Beginning on Jan. 1, 2014, plastic bags are banned in large grocery stores in the City of Los Angeles. Shoppers will have to bring their own bags, or they have the option to purchase a paper bag for 10 cents. Smaller independent markets and liquor stores that sell groceries have until July 1 before the ban takes effect for those establishments.
According to the LA Times, implementation of the law will take nearly 2 billion plastic carryout bags out of circulation just in Los Angeles. In the state of California, nearly 90 cities and counties – including unincorporated Los Angeles County – have passed similar legislation, however a state-wide ban hasn’t made it through thanks to heavy lobbying by plastic bag manufacturers. Hawaii is the first state to implement a state-wide ban on plastic bags.
In December, a California Court of Appeals upheld San Francisco’s plastic bag ban, after a lawsuit was brought by the Save the Plastic Bag Coalition, which aimed to roll back San Francisco’s ban that includes retail, grocery stores and restaurants as of 2013.

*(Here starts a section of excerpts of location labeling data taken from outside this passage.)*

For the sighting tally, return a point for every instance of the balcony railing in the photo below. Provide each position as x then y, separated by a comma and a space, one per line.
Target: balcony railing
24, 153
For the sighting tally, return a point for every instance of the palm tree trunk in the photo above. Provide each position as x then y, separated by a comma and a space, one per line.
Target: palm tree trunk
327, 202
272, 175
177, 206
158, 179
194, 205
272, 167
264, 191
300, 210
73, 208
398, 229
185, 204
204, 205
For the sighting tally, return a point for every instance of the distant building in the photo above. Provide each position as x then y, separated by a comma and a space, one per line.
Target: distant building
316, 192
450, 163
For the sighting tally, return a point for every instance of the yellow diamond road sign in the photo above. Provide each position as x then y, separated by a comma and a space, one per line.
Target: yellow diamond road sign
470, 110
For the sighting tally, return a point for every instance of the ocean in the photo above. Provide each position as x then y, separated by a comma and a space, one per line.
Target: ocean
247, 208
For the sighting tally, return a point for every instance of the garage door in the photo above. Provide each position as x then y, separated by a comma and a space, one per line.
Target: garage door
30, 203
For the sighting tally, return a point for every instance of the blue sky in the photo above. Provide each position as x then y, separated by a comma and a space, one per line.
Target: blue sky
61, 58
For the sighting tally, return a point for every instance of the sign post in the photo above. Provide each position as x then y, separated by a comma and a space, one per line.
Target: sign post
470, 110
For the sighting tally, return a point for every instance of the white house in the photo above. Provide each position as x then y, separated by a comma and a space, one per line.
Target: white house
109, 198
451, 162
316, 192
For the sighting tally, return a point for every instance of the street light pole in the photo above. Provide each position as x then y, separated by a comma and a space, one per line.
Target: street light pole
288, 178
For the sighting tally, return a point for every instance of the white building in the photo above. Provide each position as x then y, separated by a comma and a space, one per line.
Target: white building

Cities see bag bans as a way to raise money. For example, the City of Aspen (Colorado) has a 20-cent plastic bag fee, and has raised $44,826 in fees since the ban was implemented.
Taking plastic bags out of circulation means eliminating a valuable resource needed to make a number of products such as decking, railing, and other long-lasting, low-maintenance products. With an effective and profitable recycling system in place throughout the country, there’s no reason to ban plastic bags. People just need to care enough to put the bags in the containers so they get into the recycling stream.
Perhaps we should ban people who litter instead!